- Minutes showed that some participants at the Fed's meeting on Jan. 31 and Feb. 1 supported raising rates by 50 basis points.
- While the Fed actually carried out a 25-basis-point increase, the appetite for a steeper hike suggests that the central bank could maintain a more restrictive monetary policy stance.
- The minutes did not indicate what the Fed will do at its March meeting, although the probability remains weighted toward another 25-basis-point hike.
Minutes from the Fed's meeting earlier this month showed some policymakers wanted to raise interest rates 50 basis points (bps) in order to try to get rising prices under control.

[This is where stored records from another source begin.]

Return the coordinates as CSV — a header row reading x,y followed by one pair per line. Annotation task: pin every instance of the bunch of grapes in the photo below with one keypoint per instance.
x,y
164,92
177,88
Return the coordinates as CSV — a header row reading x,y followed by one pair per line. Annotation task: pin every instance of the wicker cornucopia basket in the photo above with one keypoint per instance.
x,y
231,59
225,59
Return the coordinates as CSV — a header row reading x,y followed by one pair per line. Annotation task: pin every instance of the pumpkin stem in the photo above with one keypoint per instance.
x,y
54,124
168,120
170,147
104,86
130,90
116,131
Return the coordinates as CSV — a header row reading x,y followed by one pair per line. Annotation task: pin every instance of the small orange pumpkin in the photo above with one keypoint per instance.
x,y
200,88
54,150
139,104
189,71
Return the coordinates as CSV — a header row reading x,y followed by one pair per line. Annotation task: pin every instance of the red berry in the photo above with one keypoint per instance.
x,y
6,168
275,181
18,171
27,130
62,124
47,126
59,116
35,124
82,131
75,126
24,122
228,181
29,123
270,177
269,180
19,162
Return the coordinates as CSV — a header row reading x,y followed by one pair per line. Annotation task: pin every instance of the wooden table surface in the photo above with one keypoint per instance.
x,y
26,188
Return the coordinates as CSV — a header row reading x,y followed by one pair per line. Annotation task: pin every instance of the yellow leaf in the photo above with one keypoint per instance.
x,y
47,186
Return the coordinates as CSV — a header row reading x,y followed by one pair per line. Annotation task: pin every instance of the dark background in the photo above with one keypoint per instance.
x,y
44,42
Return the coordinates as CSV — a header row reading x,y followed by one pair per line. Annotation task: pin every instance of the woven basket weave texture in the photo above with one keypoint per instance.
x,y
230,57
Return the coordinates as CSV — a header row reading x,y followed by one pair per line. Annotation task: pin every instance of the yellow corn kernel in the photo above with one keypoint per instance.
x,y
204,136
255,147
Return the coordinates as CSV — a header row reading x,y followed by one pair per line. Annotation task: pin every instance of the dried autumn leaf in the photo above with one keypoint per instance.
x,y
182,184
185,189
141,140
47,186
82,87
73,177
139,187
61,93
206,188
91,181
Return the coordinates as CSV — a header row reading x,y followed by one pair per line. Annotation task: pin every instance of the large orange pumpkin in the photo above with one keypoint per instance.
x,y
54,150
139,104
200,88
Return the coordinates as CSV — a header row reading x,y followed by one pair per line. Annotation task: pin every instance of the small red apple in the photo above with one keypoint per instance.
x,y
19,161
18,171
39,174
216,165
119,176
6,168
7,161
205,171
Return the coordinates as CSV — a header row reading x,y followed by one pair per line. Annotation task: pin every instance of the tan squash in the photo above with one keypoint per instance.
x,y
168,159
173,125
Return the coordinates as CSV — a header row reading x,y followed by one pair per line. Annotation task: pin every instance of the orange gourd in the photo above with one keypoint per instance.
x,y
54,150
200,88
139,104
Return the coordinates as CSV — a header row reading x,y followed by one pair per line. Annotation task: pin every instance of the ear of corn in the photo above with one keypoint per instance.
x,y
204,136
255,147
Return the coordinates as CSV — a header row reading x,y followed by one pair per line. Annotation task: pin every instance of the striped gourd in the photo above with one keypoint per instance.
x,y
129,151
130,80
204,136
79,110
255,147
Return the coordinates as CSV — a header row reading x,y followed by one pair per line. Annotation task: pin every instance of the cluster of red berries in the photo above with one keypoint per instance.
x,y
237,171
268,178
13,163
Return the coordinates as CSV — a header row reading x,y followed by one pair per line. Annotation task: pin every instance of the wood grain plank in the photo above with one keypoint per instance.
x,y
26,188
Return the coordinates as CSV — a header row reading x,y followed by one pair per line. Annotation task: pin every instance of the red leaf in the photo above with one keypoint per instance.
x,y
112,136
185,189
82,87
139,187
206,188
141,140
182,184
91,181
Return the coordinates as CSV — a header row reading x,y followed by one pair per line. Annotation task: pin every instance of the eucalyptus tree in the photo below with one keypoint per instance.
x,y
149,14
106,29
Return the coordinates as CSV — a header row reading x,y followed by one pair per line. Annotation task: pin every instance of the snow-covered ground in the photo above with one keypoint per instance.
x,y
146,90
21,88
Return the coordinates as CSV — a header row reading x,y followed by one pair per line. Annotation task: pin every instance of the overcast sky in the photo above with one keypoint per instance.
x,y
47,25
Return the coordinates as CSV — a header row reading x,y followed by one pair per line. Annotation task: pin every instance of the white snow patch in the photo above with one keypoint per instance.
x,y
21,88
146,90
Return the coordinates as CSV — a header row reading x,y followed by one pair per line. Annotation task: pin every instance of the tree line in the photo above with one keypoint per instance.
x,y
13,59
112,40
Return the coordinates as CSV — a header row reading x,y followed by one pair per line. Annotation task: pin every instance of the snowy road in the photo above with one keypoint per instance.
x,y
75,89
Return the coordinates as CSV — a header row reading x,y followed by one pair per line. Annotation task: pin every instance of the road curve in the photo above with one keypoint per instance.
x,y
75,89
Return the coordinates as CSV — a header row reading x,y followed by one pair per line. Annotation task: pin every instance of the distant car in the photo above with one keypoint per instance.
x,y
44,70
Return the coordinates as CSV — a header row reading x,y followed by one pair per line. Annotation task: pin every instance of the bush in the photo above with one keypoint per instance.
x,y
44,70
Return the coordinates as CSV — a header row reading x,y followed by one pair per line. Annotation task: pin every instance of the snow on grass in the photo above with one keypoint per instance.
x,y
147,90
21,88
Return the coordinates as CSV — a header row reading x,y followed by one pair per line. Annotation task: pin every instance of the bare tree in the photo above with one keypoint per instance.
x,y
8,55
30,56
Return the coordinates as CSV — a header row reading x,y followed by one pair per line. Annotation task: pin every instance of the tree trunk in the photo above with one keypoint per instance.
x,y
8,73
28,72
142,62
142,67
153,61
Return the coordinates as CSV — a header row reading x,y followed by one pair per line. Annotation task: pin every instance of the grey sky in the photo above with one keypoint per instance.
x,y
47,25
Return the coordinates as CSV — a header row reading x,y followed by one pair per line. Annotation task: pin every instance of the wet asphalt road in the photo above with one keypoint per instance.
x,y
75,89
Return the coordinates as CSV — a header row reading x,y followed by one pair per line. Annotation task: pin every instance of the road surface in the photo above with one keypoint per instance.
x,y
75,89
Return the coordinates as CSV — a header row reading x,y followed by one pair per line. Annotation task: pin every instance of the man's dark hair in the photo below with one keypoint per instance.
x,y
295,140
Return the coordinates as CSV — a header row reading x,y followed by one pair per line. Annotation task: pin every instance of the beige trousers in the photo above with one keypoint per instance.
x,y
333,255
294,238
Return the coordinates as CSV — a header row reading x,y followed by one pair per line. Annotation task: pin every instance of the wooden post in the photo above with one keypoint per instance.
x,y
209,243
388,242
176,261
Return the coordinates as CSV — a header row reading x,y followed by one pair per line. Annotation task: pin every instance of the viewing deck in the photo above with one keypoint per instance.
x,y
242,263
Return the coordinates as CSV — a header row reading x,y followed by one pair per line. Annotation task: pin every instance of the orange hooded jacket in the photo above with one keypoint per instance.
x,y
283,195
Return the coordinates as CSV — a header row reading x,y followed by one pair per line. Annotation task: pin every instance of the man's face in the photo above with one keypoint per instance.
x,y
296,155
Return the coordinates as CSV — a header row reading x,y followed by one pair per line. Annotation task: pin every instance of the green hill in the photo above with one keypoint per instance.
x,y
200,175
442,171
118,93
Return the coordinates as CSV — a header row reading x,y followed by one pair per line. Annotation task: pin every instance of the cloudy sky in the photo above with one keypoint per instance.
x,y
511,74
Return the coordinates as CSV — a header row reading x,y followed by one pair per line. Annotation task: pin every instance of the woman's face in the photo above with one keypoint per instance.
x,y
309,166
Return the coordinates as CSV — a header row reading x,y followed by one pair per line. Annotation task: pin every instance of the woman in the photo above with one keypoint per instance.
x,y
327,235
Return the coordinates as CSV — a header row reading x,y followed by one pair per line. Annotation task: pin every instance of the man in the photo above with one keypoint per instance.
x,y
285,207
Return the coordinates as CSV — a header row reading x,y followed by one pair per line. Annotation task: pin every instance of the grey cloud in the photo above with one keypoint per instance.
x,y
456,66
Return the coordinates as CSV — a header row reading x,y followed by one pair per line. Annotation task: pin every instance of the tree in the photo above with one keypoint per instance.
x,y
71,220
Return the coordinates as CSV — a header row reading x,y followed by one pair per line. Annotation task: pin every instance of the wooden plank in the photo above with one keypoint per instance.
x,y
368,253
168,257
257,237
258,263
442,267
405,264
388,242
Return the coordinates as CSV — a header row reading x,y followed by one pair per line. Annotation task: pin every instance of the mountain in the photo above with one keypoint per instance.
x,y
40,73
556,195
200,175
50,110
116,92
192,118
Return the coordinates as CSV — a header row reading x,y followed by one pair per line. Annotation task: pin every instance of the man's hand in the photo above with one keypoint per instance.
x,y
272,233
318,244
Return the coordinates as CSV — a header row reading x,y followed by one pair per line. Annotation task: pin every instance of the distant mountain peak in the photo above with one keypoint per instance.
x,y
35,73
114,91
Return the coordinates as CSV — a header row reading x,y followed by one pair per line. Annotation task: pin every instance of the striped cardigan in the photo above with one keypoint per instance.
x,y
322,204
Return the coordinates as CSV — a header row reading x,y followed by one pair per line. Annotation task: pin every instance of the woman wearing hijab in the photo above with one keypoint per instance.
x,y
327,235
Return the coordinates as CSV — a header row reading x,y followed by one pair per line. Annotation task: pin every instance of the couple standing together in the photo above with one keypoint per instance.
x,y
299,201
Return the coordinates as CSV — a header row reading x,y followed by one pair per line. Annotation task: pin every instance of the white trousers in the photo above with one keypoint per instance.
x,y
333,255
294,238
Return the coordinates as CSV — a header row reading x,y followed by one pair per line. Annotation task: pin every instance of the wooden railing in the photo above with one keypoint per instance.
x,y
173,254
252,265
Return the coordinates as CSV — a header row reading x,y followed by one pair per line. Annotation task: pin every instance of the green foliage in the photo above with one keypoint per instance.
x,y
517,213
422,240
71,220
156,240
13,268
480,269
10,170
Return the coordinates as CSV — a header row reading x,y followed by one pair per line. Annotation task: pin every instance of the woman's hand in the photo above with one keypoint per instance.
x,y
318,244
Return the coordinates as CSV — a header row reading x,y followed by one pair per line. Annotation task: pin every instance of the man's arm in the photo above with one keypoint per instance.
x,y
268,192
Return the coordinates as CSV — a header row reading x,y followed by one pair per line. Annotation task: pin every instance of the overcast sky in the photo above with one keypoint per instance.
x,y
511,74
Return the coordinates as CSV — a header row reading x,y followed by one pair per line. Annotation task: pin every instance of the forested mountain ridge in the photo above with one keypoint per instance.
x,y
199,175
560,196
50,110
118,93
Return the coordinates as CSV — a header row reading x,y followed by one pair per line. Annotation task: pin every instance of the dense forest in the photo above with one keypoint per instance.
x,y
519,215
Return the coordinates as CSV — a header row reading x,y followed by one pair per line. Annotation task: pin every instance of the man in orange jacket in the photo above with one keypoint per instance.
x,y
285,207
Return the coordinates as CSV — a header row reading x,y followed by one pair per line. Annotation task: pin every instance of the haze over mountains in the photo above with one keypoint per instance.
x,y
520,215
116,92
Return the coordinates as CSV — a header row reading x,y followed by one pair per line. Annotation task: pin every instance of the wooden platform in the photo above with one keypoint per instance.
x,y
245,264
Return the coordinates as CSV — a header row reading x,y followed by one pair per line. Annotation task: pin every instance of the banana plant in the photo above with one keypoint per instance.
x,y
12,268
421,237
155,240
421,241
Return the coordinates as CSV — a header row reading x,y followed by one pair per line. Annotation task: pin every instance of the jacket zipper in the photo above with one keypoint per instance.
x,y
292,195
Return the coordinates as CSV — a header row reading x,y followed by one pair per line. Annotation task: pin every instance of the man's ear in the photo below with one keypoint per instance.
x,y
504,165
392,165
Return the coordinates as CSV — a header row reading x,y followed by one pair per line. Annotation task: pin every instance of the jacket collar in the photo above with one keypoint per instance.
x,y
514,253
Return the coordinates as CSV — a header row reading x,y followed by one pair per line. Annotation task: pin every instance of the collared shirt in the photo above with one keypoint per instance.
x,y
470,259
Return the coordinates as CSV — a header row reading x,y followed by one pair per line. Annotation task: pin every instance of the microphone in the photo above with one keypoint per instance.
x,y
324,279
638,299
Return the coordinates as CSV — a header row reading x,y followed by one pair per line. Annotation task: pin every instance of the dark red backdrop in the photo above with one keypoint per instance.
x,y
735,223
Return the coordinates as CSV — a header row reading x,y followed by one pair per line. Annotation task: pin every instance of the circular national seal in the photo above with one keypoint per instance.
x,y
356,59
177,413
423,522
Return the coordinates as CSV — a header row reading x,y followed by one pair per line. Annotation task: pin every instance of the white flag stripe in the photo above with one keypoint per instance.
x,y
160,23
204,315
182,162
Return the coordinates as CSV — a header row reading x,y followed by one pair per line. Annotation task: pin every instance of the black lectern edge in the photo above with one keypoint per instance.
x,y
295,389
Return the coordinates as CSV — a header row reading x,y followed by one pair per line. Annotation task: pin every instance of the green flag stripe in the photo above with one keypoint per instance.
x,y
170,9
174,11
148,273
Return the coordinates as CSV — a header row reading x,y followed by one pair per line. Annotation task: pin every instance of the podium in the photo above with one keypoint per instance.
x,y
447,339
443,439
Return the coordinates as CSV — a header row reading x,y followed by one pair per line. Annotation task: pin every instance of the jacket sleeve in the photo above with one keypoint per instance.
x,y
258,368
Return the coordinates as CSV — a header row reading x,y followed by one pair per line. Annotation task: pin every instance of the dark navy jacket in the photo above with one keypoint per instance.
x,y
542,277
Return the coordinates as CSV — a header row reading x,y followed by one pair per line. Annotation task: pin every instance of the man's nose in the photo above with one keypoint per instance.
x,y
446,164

The minutes from the meeting on Jan. 31 and Feb. 1 showed "almost all participants" agreed it was appropriate to boost the federal funds rate by 25 bps to a range of 4.5% to 4.75%. However, "a few participants" said they favored or would have favored increasing it by twice that amount, arguing such a move would bring the range more quickly to the levels they felt would achieve "a sufficiently restrictive stance, taking into account their views of the risk to achieving price stability in a timely way." In the end, the members unanimously agreed to the 25-bp hike.
The participants explained that a restrictive monetary policy stance would need to be maintained until incoming data "provided confidence" that inflation was on a sustained downward path to the Fed's 2% goal, and that was likely "to take some time."
Risk of Not Doing Enough
The minutes also noted that a number of officials observed that a policy stance that was insufficiently restrictive could stop recent progress in reducing inflation, keeping it above the Fed's target for a longer period of time, and "pose a risk of inflation expectations becoming unanchored."
In addition, a number of policymakers observed that financial conditions had eased in recent months, and if that continued it "could necessitate a tighter stance of monetary policy."
The minutes didn't indicate what the Fed might do at the next meeting in March. According to the CME Group's FedWatch Tool, the probability of a 50-bp rise increased after the release of the minutes. It's now at 27%, while the chance of a 25-bp gain is at 73%.